Ne discende pertanto un’inefficienza complessiva che va a scapito delle scelte della clientela, ma anche di una concorrenza basata su distinzioni più chiare.

In conclusione, nella nostra middletown, così come in altre situazioni analoghe, il mutamento graduale delle scelte individuali, indotto dai primi outsider che stanno cambiando le regole del gioco, preme sempre più forte sullo status quo e prelude a un radicale, abbastanza imminente, riassetto dell’arena competitiva che varrà la pena di seguire attentamente.

LA RILEVANZA STRATEGICA DEL PREZZO MISURATO

I retailer italiani predicano la rilevanza strategica del prezzo, ma rifiutano di tradurla in veri strumenti di controllo reciproco, come per esempio il “saving catcher” di Walmart.
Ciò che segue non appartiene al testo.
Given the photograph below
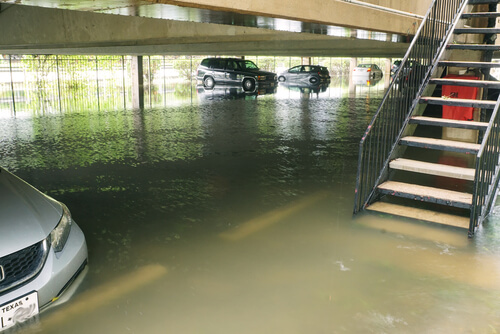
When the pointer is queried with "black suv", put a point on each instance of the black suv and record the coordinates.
(234, 71)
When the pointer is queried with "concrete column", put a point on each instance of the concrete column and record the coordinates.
(387, 71)
(137, 83)
(352, 87)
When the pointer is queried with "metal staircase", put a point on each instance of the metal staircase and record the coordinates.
(415, 163)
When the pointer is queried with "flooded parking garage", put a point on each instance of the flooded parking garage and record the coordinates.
(232, 213)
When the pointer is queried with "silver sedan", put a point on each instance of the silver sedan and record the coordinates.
(42, 250)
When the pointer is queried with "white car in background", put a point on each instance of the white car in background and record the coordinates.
(42, 250)
(370, 70)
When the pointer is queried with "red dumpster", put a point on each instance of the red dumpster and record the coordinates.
(459, 92)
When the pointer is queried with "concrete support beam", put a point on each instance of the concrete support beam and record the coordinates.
(36, 30)
(337, 13)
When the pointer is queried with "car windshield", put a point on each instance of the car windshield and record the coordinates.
(247, 65)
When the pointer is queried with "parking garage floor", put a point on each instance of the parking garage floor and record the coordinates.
(233, 214)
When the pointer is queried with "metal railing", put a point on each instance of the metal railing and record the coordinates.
(382, 135)
(487, 171)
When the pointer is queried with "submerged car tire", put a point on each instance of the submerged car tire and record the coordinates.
(248, 84)
(209, 82)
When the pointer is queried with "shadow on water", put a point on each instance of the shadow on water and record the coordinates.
(234, 215)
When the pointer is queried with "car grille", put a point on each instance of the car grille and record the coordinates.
(19, 267)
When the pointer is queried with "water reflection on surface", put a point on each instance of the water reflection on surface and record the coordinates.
(233, 215)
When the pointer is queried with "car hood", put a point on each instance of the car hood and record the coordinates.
(27, 216)
(260, 72)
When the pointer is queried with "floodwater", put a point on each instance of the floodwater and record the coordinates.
(233, 214)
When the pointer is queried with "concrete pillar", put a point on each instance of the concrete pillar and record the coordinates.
(352, 87)
(387, 72)
(137, 83)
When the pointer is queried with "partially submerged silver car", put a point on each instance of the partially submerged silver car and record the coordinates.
(42, 250)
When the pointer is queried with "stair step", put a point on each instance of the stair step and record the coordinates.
(449, 123)
(459, 31)
(478, 64)
(429, 168)
(474, 47)
(427, 194)
(476, 2)
(440, 144)
(466, 83)
(480, 15)
(420, 214)
(488, 104)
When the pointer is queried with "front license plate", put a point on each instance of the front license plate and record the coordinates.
(18, 311)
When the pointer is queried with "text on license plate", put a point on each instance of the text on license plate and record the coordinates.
(18, 311)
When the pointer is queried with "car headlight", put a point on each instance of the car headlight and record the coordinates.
(60, 233)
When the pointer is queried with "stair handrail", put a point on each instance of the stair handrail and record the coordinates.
(385, 129)
(486, 179)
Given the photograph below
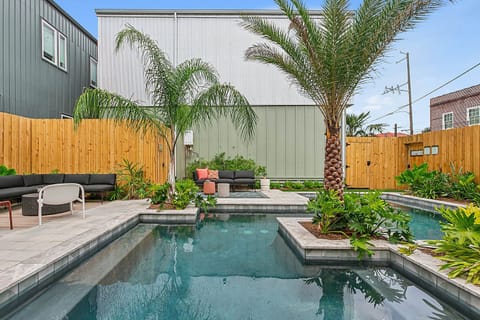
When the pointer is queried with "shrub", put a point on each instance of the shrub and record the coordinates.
(361, 216)
(460, 246)
(132, 181)
(185, 193)
(159, 192)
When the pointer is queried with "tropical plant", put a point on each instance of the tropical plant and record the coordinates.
(460, 246)
(360, 216)
(328, 211)
(205, 203)
(185, 193)
(5, 171)
(132, 183)
(158, 193)
(329, 58)
(356, 125)
(182, 96)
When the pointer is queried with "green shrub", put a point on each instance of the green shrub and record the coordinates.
(159, 192)
(5, 171)
(132, 181)
(328, 211)
(185, 193)
(361, 216)
(460, 246)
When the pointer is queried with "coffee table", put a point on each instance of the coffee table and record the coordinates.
(30, 206)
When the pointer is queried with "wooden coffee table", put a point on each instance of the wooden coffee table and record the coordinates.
(30, 206)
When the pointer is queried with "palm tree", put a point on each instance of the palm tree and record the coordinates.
(356, 125)
(181, 96)
(329, 59)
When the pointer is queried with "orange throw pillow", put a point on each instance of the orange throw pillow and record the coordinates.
(202, 174)
(213, 174)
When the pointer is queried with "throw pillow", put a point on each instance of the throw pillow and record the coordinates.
(202, 174)
(213, 174)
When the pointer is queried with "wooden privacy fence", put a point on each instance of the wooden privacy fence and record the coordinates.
(373, 162)
(98, 146)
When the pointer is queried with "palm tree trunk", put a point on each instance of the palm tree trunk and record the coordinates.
(333, 173)
(171, 166)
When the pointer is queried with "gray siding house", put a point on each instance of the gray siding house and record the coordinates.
(46, 58)
(290, 137)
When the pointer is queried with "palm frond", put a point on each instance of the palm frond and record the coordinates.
(157, 68)
(222, 100)
(97, 103)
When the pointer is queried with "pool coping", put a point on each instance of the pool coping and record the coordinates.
(422, 268)
(76, 243)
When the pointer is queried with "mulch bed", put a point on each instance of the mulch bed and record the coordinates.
(313, 229)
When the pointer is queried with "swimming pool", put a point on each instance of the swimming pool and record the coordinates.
(228, 267)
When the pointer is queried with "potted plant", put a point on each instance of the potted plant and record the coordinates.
(264, 182)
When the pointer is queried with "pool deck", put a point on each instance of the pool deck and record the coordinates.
(31, 256)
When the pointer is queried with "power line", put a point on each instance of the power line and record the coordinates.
(429, 93)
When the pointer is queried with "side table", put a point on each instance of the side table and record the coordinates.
(8, 204)
(30, 206)
(223, 190)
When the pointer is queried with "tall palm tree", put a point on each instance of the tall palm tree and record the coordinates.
(329, 59)
(181, 96)
(356, 125)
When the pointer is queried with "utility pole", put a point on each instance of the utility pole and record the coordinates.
(398, 88)
(410, 114)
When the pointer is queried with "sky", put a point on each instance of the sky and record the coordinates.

La soluzione consiste nel mettere in grado ogni cliente, dotato di un’applicazione scaricabile sul proprio smartphone da savingscatcher. walmart.com, di sottoporre ad analisi il proprio scontrino, attivando un confronto con i prezzi pagati in Walmart rispetto a quelli praticati dai concorrenti in zona (con alcune limitazioni). La rilevazione sistematica dei prezzi comparabili dei concorrenti in ogni location e il sistema di rimborso automatico sulla Walmart Credit Card dei clienti delle varie differenze negative di prezzo rispetto a quelli del “gigante di Bentonville” azzera ogni differenziale competitivo a proprio sfavore, ribadendo il proprio ruolo di “price setter” da non sfidare.